Natalia a le visage pâle et les traits fatigués des gens qui vivent la guerre proche de chez eux.

Non loin, elle retrouve deux de ses voisins à l’extérieur de la dernière épicerie toujours en activité dans la ville et bavarde avec eux tandis que de la fumée noire monte vers le ciel.

« Je sors de mon sous-sol juste pour voir des gens. Je sais que ça bombarde à côté, mais je sors quand même », dit-elle au moment où une nouvelle détonation retentit.  

« Nous avons besoin de savoir que nous ne sommes pas seuls et qu’il y a toujours de la vie par ici ».

Photo Andriy Andriyenko, Associated Press

Une Ukrainienne se cache dans un sous-sol utilisé en guise d'abris à Soledar, dans la région du Donetsk, le 24 mai 2022.

« La guerre endurcit »

Les villes sur la ligne de front ukrainienne ont été vidées de leurs habitants.
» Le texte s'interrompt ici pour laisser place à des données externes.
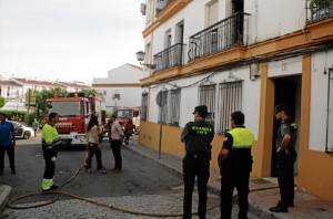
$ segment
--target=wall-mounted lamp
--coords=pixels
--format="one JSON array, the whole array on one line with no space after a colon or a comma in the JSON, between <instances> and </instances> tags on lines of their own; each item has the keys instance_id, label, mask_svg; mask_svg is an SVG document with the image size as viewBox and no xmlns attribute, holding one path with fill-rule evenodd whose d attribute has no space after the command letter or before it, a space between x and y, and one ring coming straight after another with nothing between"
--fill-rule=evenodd
<instances>
[{"instance_id":1,"label":"wall-mounted lamp","mask_svg":"<svg viewBox=\"0 0 333 219\"><path fill-rule=\"evenodd\" d=\"M251 63L250 64L250 80L255 81L258 77L260 77L260 64Z\"/></svg>"},{"instance_id":2,"label":"wall-mounted lamp","mask_svg":"<svg viewBox=\"0 0 333 219\"><path fill-rule=\"evenodd\" d=\"M148 64L148 63L142 63L142 61L144 60L144 55L145 53L142 51L137 52L137 60L140 62L141 65L147 66L151 70L155 69L155 64Z\"/></svg>"}]
</instances>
Restent des personnes traumatisées, souvent âgées, qui passent la plupart de leur temps à se cacher dans des sous-sols sombres, très souvent uniquement éclairés à la lumière des bougies.

Le traumatisme psychologique de la solitude en temps de guerre inquiète l’un des anciens collègues du président ukrainien Volodymyr Zelensky.  

Cet ancien acteur porte aujourd’hui un treillis militaire et un gilet pare-balles après avoir rejoint l’armée de volontaires et pris le nom de guerre de « Franko ».

Mais il prend toujours sa guitare pour divertir les habitants, laissés seuls, lorsqu’il rend visite aux dernières personnes toujours sur place.

« La guerre endurcit les gens », analyse Franko, qui ne souhaite pas donner son identité exacte par « soucis de sécurité familiale ».  

« Ils perdent la raison et ont besoin d’être ramenés à la vie. Ils ont besoin de pouvoir à nouveau ressentir le bonheur », dit-il.

« Ils viennent sans cesse »

La place principale de Bakhmout, une ville absorbant la même vague de frappes d’artillerie que Soledar à huit kilomètres au nord-est, témoigne quotidiennement de l’angoisse qui accompagne ces vies déracinées.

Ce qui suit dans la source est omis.